I also tried to find parameteres for this 404.php file but no luck :(
And after some time i again read the challenge description and i realized that it says request me so maybe what if we change the request method from GET to FLAG?
So let's try this!
i intercepted the request and changed request method to FLAG like this:
But i didn't found anything. but wait! let's try this method for /
And boom i got the flag!
Keep your secrets​
--> In this challenge we have one api with GET method route which is /api/signup/{username} and POST method route which is /api/login/user with token in header
But what's token here? So let's first try to register a user and let's name it admin
so i intercepted the request and registereed a user and i got one jwt token.
And token looks like this:
eyJhbGciOiJIUzI1NiIsInR5cCI6IkpXVCJ9.eyJ1c2VybmFtZSI6ImFkbWluIiwicm9sZSI6InVzZXIiLCJpYXQiOjE2NDc4NDgyMjV9.nl2_Vz9Vq5cfmhssnV_djgGGJ09f3KpCf_hMxu18jsY
So let's goto jwt.io and check this token
And i found that there is 3 fields in token: username,role and iat
So now let's check the POST route which says it's only accessible by admins and it's asking for a token. So maybe if we can change the role to admin in jwt token and pass it in token header then we can access this page!

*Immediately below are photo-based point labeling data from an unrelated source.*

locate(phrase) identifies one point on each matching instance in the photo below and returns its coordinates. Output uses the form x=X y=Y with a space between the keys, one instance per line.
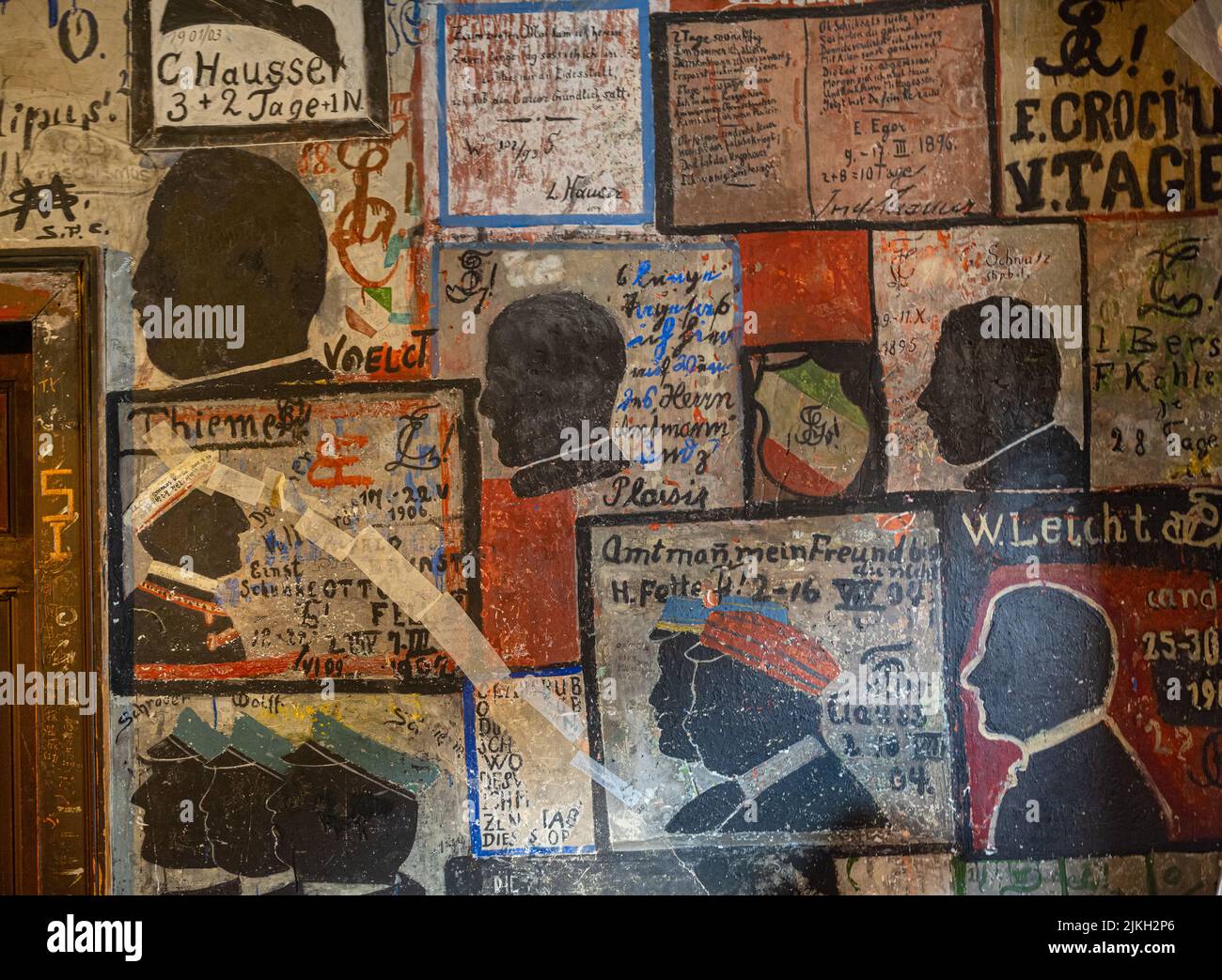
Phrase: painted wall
x=597 y=447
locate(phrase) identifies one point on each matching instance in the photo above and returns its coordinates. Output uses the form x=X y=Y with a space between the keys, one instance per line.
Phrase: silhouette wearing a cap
x=175 y=617
x=555 y=361
x=170 y=797
x=230 y=227
x=742 y=702
x=347 y=812
x=301 y=23
x=990 y=403
x=236 y=814
x=1043 y=681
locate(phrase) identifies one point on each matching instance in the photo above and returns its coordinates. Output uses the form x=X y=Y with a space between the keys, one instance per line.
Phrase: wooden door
x=52 y=753
x=17 y=864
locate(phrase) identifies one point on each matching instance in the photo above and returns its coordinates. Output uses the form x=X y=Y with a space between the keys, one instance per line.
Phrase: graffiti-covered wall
x=632 y=446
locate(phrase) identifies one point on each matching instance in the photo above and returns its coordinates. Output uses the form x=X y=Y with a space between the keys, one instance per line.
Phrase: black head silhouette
x=555 y=361
x=232 y=228
x=985 y=394
x=1049 y=657
x=337 y=822
x=175 y=833
x=301 y=23
x=204 y=527
x=236 y=813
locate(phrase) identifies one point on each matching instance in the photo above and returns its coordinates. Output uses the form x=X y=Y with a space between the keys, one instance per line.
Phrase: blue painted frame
x=647 y=118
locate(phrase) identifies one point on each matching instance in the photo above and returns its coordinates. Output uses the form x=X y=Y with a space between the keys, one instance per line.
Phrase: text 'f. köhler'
x=181 y=321
x=1030 y=321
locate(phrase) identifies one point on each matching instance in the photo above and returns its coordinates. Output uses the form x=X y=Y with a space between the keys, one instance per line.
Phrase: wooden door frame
x=60 y=789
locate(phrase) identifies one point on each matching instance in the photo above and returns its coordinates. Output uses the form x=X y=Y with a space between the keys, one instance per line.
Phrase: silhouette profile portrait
x=228 y=227
x=737 y=687
x=990 y=402
x=347 y=812
x=175 y=617
x=302 y=23
x=170 y=797
x=1043 y=679
x=237 y=818
x=555 y=361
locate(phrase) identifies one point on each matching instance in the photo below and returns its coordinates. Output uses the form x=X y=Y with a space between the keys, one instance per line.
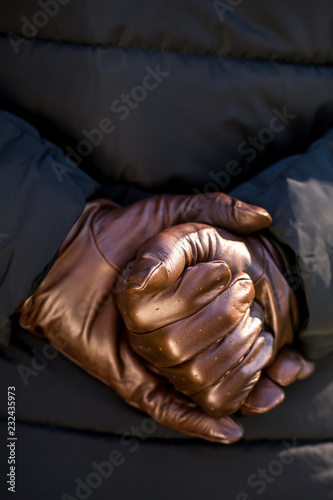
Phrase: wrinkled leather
x=189 y=311
x=75 y=306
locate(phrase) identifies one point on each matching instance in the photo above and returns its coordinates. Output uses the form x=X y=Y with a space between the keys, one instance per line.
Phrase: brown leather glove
x=74 y=307
x=202 y=337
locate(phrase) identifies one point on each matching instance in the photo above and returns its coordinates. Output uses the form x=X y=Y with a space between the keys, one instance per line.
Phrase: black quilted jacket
x=192 y=96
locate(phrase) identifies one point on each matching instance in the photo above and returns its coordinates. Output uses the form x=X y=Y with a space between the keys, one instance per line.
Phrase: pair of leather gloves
x=176 y=306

So for that first we need to crack the secret for this jwt.
And i found it with john the ripper tool.
So now we just have to use this secret to sign our jwt token which have admin as role and then just pass it in token header!
So after changing required fields, jwt token looks like this:
eyJhbGciOiJIUzI1NiIsInR5cCI6IkpXVCJ9.eyJ1c2VybmFtZSI6ImFkbWluIiwicm9sZSI6ImFkbWluIiwiaWF0IjoxNjQ3ODQ4MjI1fQ.7oOS5McgiZO-TZx3aIMB8u4XkcOA98MlmYPxFKk6N7Y
So now let's just pass it through headers in POST route.
Request:
Response:
And we got our flag : vishwactf{w3@k_$ecr3t$}
strong encryption​
--> This challenge was more like reversing the encryption. so going to the page gives us this php code which have encryption function and we have given one encrypted flag and we have to decrypt it by analysing this encryption method!
<?php // Decrypt -> 576e78697e65445c4a7c8033766770357c3960377460357360703a6f6982452f12f4712f4c769a75b33cb995fa169056168939a8b0b28eafe0d724f18dc4a7 $flag="";
    function encrypt($str,$enKey){ $strHex=''; $Key=''; $rKey=69; $tmpKey='';
        for($i=0;$i<strlen($enKey);$i++){ $Key.=ord($enKey[$i])+$rKey; $tmpKey.=chr(ord($enKey[$i])+$rKey);
        } $rKeyHex=dechex($rKey); $enKeyHash = hash('sha256',$tmpKey);
        for ($i=0,$j=0; $i < strlen($str); $i++,$j++){
            if($j==strlen($Key)){ $j=0;
            } $strHex .= dechex(ord($str[$i])+$Key[$j]);
        } $encTxt = $strHex.$rKeyHex.$enKeyHash;
        return $encTxt;
    } $encTxt = encrypt($flag, "VishwaCTF");
    echo $encTxt;
?>
So i made this script for decrypting the flag:
<?php
$flag = "576e78697e65445c4a7c8033766770357c3960377460357360703a6f6982";
$key = "155174184173188166136153139";
$finalflag = '';
for($i=0,$j=0;$i<strlen($flag);$i+=2,$j++){
if($j==strlen($key)){
$j=0;
}
$temp = $flag[$i].$flag[$i+1];
$dectemp = hexdec($temp);
$dectemp = $dectemp - $key[$j];
$chrtemp = chr($dectemp);
$finalflag .= $chrtemp;
}
echo $finalflag;
?>
And i got the flag: VishwaCTF{y0u_h4v3_4n_0p_m1nd}
Cryptography​
John the Rocker​
--> In this challenge, we have one id_rsa which have a passphrase and we have to decrypt it to get the flag. We can do this using ssh2john
First convert this id_rsa file to john readable format using ssh2john
ssh2john.py id_rsa > converted
After that use john the ripper tool to crack the passphrase for this id_rsa
john --wordlist=/usr/share/wordlists/rockyou.txt converted
And we got our flag!
vishwactf{!!**john**!!}
Forensics​
So grateful​
--> In this challenge, we have one pcap file in which we have to find the password. so let's analyse it using wireshark
And after analysing the tcp streams i found password in 5th TCP stream which looks like this:
POST /pages/main.html HTTP/1.1
Referer: 10.0.0.1:8080/index.html
User-Agent: User-Agent: Mozilla/5.0 (Windows NT 10.0; WOW64; rv:44.0) Gecko/20100101 Firefox/44.0
Accept: text/html,application/xhtml+xml,application/xml;q=0.9*/*;q=0.8
Host: 10.0.0.1:8080
Connection: Keep-Alive
Content-Type: application/x-www-form-urlencoded
Content-Length: 41
Accept-Language: en-US,en;q=0.5
userid=spiveyp&pswrd=S04xWjZQWFZ5OQ%3D%3DHTTP/1.0 200 OK
Server: BaseHTTP/0.3 Python/2.7.9
Date: Sat, 19 Mar 2016 02:12:42 GMT
Content-type: text/html
And after decoding the password with URL->base64 i found the flag!
vishwactf{KN1Z6PXVy9}
OSINT​
Rocket Raccoon​
Challenge description was like this:
Who is 'racckoonn' exactly? Intel has that their owner has leaked some private information.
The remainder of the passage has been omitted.